Downtown Los Angeles, de la décrépitude au luxe

People wait in line to get into the popular sausage restaurant Wurstküche in downtown Los Angeles’ trendy, upscale Arts District, March 31, 2017. Once a bleak and rundown neighborhood filled with half-empty office buildings and deserted streets, downtown Los Angeles is experiencing a stunning revival as scores of restaurants, businesses and new residents pour into the city. / AFP PHOTO / Robyn Beck © AFP

Jadis sinistre et désert, le quartier de Downtown Los Angeles, centre administratif et culturel historique de la métropole californienne, fait l’objet d’une spectaculaire revitalisation urbaine.

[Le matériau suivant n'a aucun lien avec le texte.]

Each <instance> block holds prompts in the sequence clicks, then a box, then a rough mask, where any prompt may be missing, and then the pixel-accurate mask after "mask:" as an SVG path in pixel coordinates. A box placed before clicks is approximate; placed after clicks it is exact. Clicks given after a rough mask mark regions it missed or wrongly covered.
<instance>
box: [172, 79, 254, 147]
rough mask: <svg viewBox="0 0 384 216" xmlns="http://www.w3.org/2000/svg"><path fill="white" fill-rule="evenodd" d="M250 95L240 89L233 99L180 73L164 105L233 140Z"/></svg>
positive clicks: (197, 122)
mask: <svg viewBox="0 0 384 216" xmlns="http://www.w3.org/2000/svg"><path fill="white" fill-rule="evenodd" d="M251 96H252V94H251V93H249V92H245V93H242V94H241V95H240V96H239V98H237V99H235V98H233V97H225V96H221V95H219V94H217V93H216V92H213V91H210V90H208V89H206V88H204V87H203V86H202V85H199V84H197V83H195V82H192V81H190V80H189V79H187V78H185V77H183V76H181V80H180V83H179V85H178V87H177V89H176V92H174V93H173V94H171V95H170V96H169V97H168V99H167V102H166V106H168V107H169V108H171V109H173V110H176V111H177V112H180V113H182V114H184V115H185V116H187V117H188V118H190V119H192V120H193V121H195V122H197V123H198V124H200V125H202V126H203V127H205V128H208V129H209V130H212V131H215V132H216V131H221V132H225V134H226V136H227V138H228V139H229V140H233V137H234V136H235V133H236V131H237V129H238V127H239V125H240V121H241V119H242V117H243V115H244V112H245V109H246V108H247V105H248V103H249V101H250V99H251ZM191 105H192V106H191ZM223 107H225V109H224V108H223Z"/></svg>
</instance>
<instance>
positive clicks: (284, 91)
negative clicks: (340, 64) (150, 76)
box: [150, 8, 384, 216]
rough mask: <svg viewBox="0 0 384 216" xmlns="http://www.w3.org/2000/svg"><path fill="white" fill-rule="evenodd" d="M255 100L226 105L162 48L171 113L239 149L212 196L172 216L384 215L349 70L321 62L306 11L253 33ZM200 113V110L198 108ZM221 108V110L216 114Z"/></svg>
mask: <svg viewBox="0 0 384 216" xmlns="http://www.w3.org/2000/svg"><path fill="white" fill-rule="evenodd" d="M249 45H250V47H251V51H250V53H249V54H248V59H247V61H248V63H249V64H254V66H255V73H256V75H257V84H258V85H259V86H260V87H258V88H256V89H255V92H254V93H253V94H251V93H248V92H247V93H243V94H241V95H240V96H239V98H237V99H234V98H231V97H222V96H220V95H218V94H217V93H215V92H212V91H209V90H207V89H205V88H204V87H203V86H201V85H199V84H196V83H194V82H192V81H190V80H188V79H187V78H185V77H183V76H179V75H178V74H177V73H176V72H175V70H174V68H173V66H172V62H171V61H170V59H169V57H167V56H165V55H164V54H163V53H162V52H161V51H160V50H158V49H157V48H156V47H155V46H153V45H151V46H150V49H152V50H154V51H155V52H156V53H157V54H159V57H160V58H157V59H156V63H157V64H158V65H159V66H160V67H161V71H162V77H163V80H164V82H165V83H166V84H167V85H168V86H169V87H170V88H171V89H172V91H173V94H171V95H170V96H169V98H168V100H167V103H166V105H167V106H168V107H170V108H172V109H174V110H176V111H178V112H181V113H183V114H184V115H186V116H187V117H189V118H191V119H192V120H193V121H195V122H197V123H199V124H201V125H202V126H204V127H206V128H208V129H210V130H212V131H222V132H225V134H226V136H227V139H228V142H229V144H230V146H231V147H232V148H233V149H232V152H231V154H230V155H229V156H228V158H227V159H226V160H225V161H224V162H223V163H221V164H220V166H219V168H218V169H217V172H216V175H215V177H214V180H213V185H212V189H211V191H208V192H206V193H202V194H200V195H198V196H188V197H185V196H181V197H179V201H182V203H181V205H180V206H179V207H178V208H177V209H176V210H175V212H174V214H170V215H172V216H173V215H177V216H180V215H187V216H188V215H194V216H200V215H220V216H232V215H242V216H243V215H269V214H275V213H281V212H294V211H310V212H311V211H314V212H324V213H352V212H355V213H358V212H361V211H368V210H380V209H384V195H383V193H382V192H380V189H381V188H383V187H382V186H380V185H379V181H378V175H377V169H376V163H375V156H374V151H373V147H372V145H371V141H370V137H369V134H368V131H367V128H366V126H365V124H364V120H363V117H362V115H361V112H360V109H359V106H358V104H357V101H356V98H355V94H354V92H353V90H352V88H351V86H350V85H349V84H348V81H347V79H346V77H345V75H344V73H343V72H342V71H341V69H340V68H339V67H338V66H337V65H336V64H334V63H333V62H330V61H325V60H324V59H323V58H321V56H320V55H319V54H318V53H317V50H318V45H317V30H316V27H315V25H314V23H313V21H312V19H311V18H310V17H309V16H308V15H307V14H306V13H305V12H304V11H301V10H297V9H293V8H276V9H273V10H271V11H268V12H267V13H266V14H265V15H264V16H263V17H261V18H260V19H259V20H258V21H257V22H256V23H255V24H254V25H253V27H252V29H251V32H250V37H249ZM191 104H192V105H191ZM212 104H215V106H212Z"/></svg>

Lofts, hôtels, galeries, restaurants tous plus fastueux et branchés les uns que les autres, s’installent dans des immeubles de bureaux restés longtemps semi-vacants et dans de nouveaux buildings rutilants.

Les anciens théâtres et cinémas Art Deco de Broadway, réhabilités, retrouvent leur splendeur passée, faisant de « DTLA » le quartier le plus couru de la deuxième ville américaine et détrônant Beverly Hills ou West Hollywood. « Quand j’ai grandi, Downtown était comme une ville fantôme, décrépie, un endroit où on ne s’arrêtait pas », se souvient Brigham Yen, 35 ans, agent immobilier qui chronique cette renaissance dans son blog, Downtown LA Rising. « Ces dix dernières années et particulièrement depuis 2013, il y a eu un virage, c’est comme si se créait ici une ville dans la ville ».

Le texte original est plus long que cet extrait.